SAN FRANCISCO -- Uber said on Tuesday it will begin allowing drivers to collect tips through its smartphone app, part of the ride services company's broader effort to improve an often-contentious relationship.
San Francisco-based Uber Technologies Inc. had for years opposed adding a tipping feature to its app despite drivers' complaints that the extra money would help compensate for decreasing wages.
Uber drivers are independent contractors, not employees, and lack paid sick leave and vacation. They also must pay for car maintenance and other costs.
Beginning on Tuesday, drivers in Houston, Minneapolis and Seattle can collect tips, Uber said. The feature will be available to all U.S. drivers by the end of July.
Uber also rolled out other changes on Tuesday, including paying drivers while they wait for passengers, as it begins a six-month push to improve drivers' working conditions.
An Uber spokesman declined to say why the company reversed its tipping policy, though he pointed to a company blog post that called the change "long overdue."
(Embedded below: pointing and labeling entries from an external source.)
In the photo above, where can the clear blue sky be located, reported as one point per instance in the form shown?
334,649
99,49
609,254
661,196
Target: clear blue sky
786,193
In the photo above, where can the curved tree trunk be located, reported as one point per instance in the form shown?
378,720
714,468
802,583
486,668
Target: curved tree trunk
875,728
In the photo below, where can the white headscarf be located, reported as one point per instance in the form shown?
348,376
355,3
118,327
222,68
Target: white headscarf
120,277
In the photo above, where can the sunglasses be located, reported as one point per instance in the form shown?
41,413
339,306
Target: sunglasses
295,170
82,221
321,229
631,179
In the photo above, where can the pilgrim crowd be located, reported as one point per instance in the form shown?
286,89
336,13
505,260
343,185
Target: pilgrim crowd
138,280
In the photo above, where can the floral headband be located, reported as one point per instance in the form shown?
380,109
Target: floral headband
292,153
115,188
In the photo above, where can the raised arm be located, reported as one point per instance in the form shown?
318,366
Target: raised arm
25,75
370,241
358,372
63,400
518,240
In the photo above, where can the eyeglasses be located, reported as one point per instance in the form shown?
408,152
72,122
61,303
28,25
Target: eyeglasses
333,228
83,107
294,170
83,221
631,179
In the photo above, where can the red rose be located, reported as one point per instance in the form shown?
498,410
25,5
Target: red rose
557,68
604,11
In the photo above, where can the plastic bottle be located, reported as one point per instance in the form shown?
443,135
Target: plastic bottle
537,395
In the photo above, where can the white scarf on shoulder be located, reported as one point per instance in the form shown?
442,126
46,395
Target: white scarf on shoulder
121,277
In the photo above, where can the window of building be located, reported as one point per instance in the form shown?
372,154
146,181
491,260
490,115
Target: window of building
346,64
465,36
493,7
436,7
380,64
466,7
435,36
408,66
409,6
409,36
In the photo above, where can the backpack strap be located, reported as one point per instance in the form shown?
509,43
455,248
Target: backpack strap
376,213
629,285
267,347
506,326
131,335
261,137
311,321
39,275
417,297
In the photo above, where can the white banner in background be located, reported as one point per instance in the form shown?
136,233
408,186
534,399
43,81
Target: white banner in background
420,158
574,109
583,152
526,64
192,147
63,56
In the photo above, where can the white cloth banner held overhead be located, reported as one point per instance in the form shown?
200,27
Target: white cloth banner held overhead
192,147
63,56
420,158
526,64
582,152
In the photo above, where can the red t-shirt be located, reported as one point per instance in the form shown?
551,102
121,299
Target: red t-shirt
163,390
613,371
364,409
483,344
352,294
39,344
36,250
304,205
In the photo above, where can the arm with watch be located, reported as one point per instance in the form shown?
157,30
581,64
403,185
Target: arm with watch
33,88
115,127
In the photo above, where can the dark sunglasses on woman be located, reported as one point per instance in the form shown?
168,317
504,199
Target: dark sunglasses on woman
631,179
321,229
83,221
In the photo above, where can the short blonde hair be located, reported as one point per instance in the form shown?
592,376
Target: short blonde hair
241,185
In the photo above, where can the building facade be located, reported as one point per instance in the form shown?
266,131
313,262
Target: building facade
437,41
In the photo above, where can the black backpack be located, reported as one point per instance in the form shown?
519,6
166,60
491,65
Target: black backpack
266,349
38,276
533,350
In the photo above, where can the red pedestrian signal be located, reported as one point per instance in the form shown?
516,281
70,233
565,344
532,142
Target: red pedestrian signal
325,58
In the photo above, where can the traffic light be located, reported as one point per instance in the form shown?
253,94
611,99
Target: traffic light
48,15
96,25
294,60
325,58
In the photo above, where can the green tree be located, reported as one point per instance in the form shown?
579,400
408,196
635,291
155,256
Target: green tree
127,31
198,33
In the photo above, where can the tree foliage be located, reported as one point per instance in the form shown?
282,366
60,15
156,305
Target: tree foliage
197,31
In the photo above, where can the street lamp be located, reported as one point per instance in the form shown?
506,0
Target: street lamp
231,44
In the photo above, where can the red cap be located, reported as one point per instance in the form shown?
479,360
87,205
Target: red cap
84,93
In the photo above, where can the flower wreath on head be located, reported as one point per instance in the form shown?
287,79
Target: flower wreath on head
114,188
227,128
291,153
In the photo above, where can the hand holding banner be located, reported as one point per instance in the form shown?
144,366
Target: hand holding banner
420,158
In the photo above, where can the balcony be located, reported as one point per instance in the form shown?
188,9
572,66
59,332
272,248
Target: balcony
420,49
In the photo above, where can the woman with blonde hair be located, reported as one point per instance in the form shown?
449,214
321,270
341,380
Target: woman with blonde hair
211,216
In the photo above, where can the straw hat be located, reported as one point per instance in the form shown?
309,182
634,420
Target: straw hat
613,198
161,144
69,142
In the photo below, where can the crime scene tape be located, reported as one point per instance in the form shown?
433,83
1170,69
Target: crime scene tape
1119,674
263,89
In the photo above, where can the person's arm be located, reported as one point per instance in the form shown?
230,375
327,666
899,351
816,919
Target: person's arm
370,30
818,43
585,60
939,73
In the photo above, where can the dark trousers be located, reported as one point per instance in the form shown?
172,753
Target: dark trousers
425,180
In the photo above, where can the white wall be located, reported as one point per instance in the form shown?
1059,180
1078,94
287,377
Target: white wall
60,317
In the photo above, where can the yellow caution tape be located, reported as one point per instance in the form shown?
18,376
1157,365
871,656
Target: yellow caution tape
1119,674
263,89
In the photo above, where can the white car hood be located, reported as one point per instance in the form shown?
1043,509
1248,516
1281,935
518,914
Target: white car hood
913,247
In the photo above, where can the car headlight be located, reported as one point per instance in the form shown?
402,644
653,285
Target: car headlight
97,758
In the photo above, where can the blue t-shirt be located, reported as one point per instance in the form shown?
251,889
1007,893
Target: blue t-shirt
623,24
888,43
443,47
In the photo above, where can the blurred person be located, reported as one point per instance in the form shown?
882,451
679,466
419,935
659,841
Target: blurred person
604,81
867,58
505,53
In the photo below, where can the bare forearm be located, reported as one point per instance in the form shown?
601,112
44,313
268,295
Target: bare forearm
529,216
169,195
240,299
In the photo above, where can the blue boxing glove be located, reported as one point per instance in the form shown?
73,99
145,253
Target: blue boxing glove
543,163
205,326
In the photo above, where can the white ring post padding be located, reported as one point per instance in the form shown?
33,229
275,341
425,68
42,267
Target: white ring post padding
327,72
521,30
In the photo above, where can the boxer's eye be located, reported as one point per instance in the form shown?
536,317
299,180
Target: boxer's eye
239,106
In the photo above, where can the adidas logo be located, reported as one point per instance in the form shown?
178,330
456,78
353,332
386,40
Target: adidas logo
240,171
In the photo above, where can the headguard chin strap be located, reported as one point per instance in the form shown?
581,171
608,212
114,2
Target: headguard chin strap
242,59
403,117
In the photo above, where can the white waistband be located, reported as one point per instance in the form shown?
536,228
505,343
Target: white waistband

Lyft Inc, which is Uber's chief ride-services competitor in the United States, has always allowed drivers to collect tips through its app. Lyft said on Monday its drivers have collected a total of $250 million in tips during the company's lifetime.
In March, Uber executives outlined a series of improvements for drivers, including a new navigation system and fairer approach to reviewing driver performance. The changes come as Uber works to repair the damage to its reputation following an investigation into allegations of sexual harassment, bullying and other employee concerns.
Uber earlier this month fired 20 employees, including executives, for their behavior. On Wednesday, CEO Travis Kalanick announced he was resigning after ceding to investors' wishes that he step aside, in part to avoid yet another conflict.